Background: Patients with Hodgkin's disease (HD) and intermediate or high-grade non-Hodghin's lymphoma (NHL) who fail to achieve a complete remission (CR) with standard induction therapy have a poor prognosis with conventional dose salvage therapy alone. We examined the role of subsequent intensive therapy and autologous bone marrow transplantation (ABMT) in patients who demonstrated a response to conventional-dose salvage therapy.
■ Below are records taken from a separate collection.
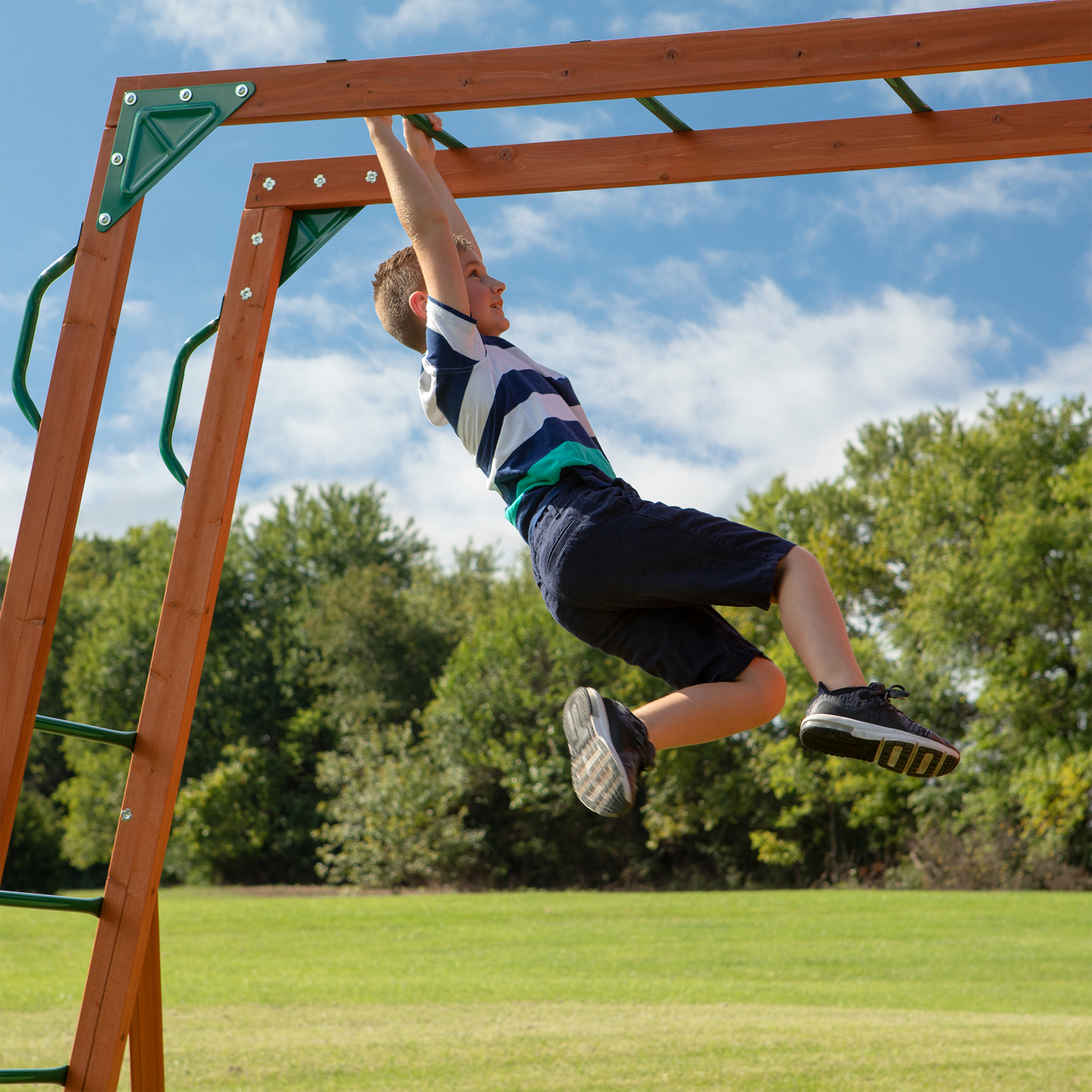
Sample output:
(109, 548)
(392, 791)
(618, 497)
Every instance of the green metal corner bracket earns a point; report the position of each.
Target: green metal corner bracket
(902, 90)
(158, 129)
(47, 277)
(57, 1076)
(309, 233)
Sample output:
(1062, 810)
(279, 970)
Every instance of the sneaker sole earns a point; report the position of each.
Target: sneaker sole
(890, 748)
(599, 777)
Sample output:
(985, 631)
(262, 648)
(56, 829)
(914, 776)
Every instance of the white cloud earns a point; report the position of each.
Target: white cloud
(279, 32)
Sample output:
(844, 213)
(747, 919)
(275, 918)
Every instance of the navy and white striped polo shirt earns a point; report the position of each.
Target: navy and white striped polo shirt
(521, 422)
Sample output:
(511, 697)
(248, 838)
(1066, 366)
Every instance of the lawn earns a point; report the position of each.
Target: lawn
(583, 991)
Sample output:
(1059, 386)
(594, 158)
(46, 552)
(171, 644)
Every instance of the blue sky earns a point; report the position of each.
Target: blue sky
(718, 335)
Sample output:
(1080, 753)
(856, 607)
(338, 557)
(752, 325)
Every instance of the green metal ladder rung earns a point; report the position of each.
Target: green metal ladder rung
(23, 900)
(51, 724)
(57, 1076)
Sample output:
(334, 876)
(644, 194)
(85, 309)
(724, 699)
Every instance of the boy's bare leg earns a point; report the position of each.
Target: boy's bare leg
(815, 628)
(813, 622)
(699, 715)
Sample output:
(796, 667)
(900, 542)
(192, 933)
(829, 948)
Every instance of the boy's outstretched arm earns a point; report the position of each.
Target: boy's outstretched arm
(424, 152)
(423, 217)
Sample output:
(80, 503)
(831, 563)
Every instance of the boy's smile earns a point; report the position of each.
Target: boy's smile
(484, 293)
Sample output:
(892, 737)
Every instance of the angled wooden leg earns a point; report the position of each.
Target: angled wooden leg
(69, 418)
(205, 527)
(146, 1032)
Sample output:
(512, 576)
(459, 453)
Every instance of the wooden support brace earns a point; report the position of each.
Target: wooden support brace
(40, 562)
(632, 68)
(146, 1032)
(130, 897)
(901, 140)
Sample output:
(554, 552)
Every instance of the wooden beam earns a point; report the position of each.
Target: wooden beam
(721, 60)
(205, 526)
(902, 140)
(69, 419)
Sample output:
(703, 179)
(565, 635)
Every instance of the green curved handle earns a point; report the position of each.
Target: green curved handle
(50, 274)
(174, 393)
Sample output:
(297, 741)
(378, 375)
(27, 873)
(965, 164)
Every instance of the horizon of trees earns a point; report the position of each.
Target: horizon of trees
(369, 717)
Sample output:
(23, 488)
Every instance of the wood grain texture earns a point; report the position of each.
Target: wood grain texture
(146, 1032)
(722, 60)
(69, 419)
(902, 140)
(205, 526)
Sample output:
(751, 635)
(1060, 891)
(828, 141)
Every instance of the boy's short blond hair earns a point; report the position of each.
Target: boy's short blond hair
(395, 282)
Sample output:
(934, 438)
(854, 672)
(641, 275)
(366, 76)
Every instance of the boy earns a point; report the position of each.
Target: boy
(633, 578)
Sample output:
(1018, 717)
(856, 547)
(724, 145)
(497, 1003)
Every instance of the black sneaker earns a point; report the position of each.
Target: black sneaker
(609, 748)
(861, 722)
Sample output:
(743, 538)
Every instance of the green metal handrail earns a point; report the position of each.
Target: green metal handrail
(654, 106)
(902, 90)
(24, 900)
(58, 1076)
(426, 127)
(174, 393)
(51, 724)
(50, 274)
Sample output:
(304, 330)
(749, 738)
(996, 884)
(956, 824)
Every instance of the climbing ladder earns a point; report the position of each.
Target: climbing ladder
(293, 209)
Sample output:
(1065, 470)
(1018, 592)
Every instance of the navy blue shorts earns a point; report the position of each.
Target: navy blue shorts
(637, 579)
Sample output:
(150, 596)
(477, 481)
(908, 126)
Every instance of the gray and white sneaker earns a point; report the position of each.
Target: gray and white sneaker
(609, 748)
(861, 722)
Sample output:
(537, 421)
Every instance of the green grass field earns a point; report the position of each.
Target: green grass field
(557, 991)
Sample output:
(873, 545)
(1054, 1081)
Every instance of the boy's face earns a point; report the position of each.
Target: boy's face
(487, 308)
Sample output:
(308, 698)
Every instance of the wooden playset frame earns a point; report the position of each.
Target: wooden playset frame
(122, 997)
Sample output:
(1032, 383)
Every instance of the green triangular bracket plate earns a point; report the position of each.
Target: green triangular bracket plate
(157, 129)
(309, 233)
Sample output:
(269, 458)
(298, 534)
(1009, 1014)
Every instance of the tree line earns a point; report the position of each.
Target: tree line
(369, 717)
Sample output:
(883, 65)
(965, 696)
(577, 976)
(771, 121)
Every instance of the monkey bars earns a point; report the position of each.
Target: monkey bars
(122, 998)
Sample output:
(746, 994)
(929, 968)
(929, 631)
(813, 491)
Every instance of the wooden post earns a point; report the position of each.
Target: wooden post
(206, 523)
(57, 475)
(146, 1032)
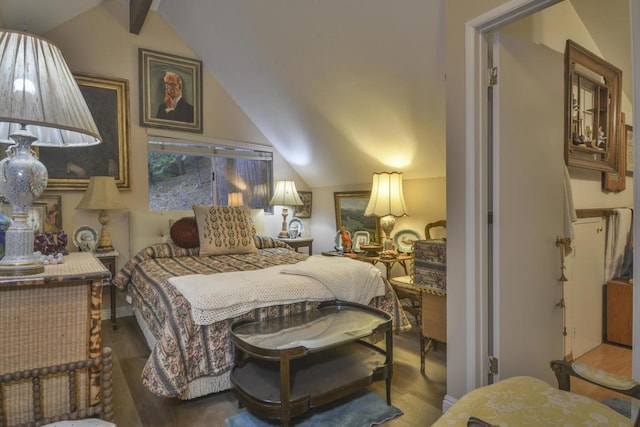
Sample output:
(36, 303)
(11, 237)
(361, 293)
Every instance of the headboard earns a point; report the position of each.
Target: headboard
(146, 228)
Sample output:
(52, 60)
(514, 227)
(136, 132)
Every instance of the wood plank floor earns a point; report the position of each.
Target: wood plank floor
(419, 397)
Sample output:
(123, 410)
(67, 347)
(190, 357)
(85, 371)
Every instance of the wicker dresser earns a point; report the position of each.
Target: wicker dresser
(48, 319)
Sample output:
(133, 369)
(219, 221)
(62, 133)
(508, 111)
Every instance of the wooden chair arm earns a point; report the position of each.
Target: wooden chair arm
(565, 370)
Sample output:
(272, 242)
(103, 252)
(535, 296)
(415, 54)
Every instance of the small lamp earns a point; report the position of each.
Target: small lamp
(235, 199)
(102, 195)
(41, 105)
(387, 202)
(285, 195)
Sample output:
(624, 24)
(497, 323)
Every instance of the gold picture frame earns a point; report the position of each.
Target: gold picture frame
(350, 207)
(154, 112)
(628, 136)
(305, 210)
(71, 168)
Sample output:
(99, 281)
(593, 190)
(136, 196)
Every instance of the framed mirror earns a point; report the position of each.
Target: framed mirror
(592, 110)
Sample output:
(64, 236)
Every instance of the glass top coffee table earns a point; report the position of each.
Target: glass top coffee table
(289, 365)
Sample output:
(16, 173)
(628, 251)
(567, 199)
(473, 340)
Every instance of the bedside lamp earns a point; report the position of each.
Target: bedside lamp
(285, 195)
(41, 105)
(235, 199)
(102, 195)
(387, 202)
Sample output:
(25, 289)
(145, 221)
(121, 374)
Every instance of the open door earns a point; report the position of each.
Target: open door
(528, 208)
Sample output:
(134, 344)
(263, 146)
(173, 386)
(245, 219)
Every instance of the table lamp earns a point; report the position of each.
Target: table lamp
(41, 106)
(102, 195)
(387, 203)
(285, 195)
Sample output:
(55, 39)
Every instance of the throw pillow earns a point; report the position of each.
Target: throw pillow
(225, 230)
(184, 232)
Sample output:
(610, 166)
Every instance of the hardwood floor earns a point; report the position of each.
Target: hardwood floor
(419, 397)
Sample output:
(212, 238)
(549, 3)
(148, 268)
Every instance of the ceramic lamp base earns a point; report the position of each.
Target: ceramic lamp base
(24, 178)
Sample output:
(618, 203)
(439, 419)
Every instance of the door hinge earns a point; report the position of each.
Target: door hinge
(493, 76)
(493, 365)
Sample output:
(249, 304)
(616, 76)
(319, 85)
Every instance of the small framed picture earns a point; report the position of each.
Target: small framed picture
(304, 211)
(170, 91)
(350, 207)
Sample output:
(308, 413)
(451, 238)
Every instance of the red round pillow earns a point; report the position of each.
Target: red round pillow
(184, 232)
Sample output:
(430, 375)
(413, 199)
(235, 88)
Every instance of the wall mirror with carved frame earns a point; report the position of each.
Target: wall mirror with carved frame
(592, 110)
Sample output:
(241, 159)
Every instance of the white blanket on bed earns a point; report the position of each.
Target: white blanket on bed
(220, 296)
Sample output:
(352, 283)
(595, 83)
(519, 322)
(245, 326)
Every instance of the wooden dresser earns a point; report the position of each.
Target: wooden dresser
(48, 319)
(619, 312)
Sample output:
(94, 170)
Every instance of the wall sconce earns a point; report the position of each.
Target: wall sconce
(387, 203)
(42, 106)
(285, 195)
(235, 199)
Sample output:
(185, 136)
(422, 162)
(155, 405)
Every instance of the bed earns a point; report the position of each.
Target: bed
(189, 360)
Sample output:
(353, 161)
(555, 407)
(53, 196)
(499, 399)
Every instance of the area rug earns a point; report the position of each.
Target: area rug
(622, 406)
(362, 409)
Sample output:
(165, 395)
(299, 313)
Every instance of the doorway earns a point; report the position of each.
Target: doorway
(476, 241)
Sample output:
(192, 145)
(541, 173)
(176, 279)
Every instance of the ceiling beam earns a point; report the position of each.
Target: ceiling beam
(138, 10)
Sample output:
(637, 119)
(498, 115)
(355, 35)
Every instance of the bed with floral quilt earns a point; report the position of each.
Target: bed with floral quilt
(191, 352)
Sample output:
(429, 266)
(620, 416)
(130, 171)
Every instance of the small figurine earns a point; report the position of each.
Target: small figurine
(62, 240)
(87, 243)
(601, 138)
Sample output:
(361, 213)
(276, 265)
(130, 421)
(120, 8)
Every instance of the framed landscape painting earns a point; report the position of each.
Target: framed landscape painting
(350, 207)
(71, 168)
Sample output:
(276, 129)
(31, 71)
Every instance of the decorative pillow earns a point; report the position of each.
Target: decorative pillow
(225, 230)
(184, 232)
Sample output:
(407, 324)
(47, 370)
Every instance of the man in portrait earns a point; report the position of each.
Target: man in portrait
(174, 107)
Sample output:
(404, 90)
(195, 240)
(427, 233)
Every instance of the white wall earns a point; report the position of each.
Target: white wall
(98, 42)
(461, 328)
(425, 199)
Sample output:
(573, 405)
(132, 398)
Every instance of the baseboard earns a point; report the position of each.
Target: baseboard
(448, 402)
(122, 311)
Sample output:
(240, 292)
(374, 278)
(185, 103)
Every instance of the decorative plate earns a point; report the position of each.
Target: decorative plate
(360, 238)
(299, 223)
(404, 239)
(85, 238)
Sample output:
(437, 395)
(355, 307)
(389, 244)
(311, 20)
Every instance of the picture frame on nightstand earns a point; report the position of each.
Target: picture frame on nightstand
(305, 210)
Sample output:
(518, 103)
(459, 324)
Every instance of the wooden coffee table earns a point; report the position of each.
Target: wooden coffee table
(287, 366)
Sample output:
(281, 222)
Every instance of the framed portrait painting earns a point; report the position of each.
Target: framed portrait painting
(71, 168)
(350, 207)
(170, 91)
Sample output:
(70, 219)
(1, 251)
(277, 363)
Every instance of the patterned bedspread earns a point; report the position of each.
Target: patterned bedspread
(185, 351)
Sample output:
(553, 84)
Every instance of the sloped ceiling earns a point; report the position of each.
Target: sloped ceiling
(341, 88)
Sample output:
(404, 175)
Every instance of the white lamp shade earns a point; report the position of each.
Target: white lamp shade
(387, 196)
(102, 194)
(38, 89)
(286, 194)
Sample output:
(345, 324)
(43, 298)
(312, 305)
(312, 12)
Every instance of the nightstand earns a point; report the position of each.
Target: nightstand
(299, 242)
(108, 259)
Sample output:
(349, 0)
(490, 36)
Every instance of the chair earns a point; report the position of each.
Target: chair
(530, 401)
(43, 404)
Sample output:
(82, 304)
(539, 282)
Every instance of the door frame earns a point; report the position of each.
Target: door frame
(476, 188)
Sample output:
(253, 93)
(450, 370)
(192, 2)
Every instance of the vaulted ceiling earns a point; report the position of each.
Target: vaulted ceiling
(341, 88)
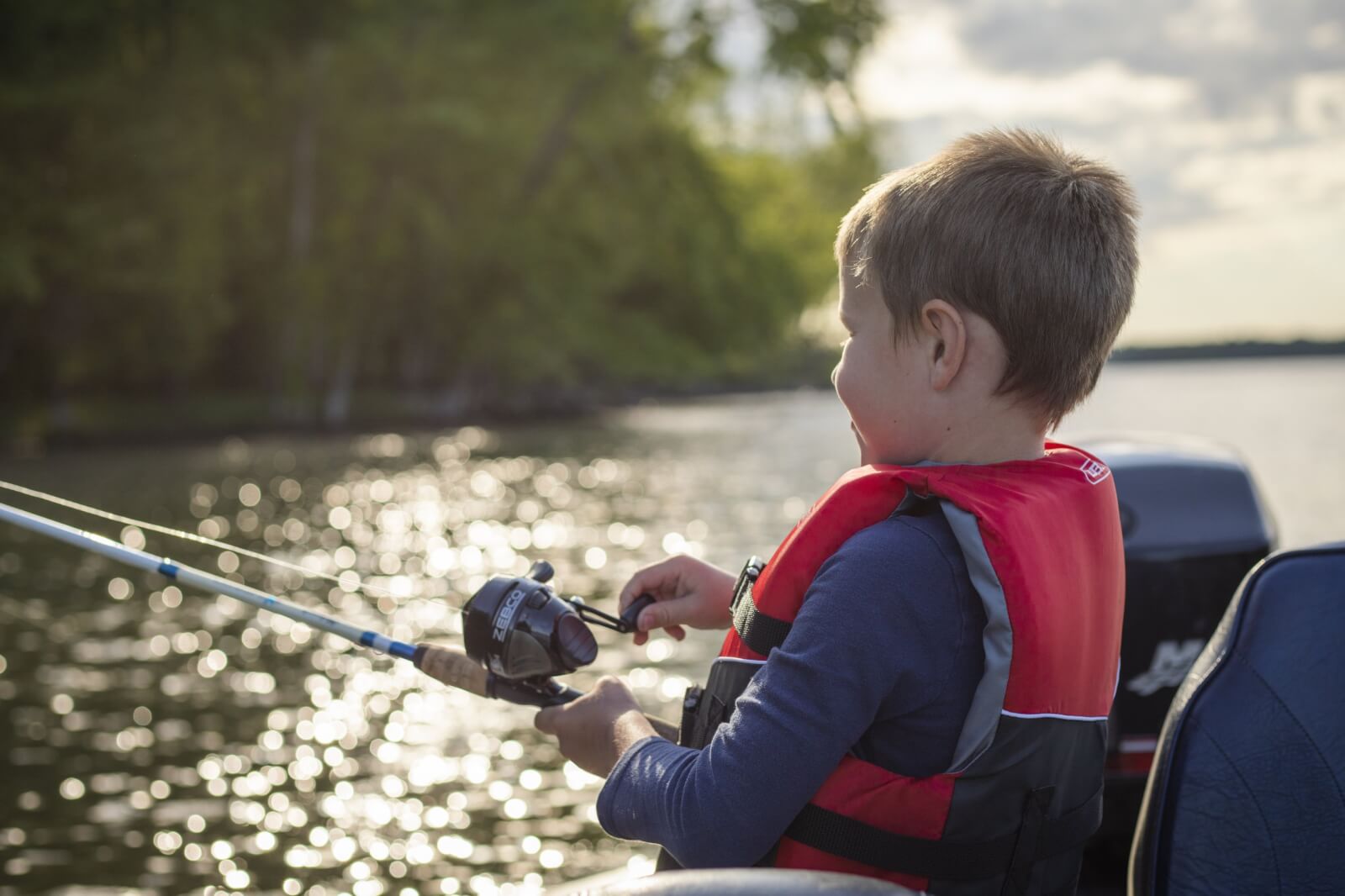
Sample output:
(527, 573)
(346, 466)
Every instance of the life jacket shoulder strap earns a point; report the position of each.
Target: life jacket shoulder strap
(759, 630)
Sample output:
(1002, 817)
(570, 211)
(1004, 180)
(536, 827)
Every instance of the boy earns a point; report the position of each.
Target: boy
(916, 685)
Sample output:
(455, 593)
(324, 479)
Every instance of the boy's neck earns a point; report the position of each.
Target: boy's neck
(989, 439)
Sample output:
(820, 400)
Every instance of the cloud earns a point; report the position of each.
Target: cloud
(1228, 116)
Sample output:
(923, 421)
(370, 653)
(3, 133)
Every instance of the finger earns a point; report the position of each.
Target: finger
(652, 579)
(665, 614)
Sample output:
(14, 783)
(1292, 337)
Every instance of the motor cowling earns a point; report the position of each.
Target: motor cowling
(1194, 525)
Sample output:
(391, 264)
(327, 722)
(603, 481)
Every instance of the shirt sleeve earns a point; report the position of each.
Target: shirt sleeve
(871, 640)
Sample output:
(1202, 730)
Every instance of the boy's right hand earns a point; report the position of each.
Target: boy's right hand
(686, 591)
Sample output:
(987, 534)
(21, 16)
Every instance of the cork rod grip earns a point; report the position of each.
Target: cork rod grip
(454, 667)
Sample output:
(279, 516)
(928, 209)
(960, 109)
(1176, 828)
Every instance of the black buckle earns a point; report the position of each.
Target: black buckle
(751, 571)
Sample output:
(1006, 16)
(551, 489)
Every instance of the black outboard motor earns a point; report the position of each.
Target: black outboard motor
(1194, 526)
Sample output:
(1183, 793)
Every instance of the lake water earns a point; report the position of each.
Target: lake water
(159, 741)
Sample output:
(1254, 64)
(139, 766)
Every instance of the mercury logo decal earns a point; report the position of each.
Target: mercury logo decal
(506, 614)
(1172, 661)
(1094, 472)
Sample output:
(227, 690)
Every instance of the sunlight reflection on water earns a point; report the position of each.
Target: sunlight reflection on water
(163, 741)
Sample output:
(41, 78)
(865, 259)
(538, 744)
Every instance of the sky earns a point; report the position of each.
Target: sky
(1228, 116)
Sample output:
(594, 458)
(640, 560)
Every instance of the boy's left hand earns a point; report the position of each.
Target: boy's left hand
(599, 727)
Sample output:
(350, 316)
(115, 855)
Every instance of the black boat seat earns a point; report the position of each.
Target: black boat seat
(1247, 790)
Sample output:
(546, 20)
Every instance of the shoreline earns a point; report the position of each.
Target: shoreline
(98, 423)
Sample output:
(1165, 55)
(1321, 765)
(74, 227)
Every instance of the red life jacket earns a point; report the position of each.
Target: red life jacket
(1042, 546)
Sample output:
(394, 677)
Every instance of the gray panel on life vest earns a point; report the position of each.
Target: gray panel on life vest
(988, 799)
(978, 730)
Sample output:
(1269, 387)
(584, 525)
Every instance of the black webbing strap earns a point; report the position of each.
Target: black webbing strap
(757, 629)
(935, 858)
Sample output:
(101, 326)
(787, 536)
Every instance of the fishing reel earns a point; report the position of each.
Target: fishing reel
(524, 634)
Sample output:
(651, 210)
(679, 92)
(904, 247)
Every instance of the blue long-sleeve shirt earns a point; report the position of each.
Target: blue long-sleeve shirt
(881, 662)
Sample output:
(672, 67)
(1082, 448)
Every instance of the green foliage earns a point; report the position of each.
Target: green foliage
(314, 198)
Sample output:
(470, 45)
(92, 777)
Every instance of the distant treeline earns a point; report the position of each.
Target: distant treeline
(282, 210)
(1242, 349)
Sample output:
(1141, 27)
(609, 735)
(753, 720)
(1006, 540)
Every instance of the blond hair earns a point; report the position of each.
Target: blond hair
(1010, 226)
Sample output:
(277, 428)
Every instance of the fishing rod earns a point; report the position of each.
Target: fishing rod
(517, 631)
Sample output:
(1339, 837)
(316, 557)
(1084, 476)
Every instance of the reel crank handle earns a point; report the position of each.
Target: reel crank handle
(632, 614)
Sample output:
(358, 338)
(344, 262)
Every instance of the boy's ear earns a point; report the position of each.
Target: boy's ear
(945, 336)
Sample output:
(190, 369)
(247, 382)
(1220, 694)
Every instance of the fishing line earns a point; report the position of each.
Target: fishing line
(360, 584)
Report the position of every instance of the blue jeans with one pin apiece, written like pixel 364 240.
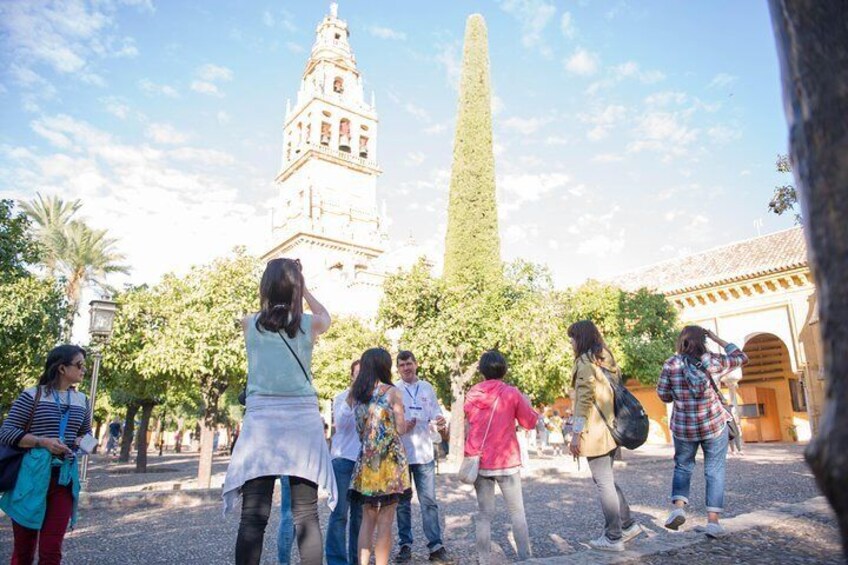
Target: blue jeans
pixel 338 522
pixel 715 460
pixel 285 537
pixel 424 475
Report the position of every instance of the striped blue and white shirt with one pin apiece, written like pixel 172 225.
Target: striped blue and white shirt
pixel 45 422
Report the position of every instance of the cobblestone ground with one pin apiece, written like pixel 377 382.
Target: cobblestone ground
pixel 804 540
pixel 562 511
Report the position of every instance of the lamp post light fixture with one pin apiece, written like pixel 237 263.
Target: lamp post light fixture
pixel 102 317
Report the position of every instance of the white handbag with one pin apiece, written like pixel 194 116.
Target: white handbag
pixel 470 467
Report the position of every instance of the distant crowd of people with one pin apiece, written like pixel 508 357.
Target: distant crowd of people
pixel 382 441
Patients and methods: Sixty-six patients with either HD (n = 30) or NHL (n = 36) underwent intensive therapy with etoposide (60 mg/kg), intravenous melphalan (160-180 mg/m2) followed by infusion of unpurged autologous bone marrow and/or blood cells. All patients had advanced stage or bulky disease at diagnosis and failed to achieve a CR after an anthracycline-containing front-line chemotherapy regimen (NHL) or ABVD or equivalent regimen (HD). Patients who achieved a CR after involved-field radiotherapy were excluded. All patients demonstrated sensitivity to conventional dose salvage treatment before advancing to intensive therapy and ABMT. Resulst: The CR, partial response (PR) and overall response rate (RR) following ABMT for HD patients was 48%, 17% and 65%, respectively. At a median follow-up of 35 months, the predicted three-year overall survival (OS) is 51% (95% CI: 44%-60%) and event-free survival (EFS) is 34% (95% CI: 26%-54%). For patients with NHL, the CR, PR and RR were 68%, 9% and 77%, respectively. At a median follow-up of 28 months, the predicted three-year CS is 51% (95% CI: 35%-66%) and EFS is 39% (95% CI: 21%-57%). Conclusions: Intensive therapy with etoposide and melphalan followed by ABMT results in prolonged survival in selected patients with lymphoma who fail to achieve a complete remission to front-line chemotherapy. Based on our previous studies of outcome to conventional-dose salvage chemotherapy, we estimate that of all patients failing induction therapy, 28% with HD and 15% with NHL will be event-free at three years after ABMT.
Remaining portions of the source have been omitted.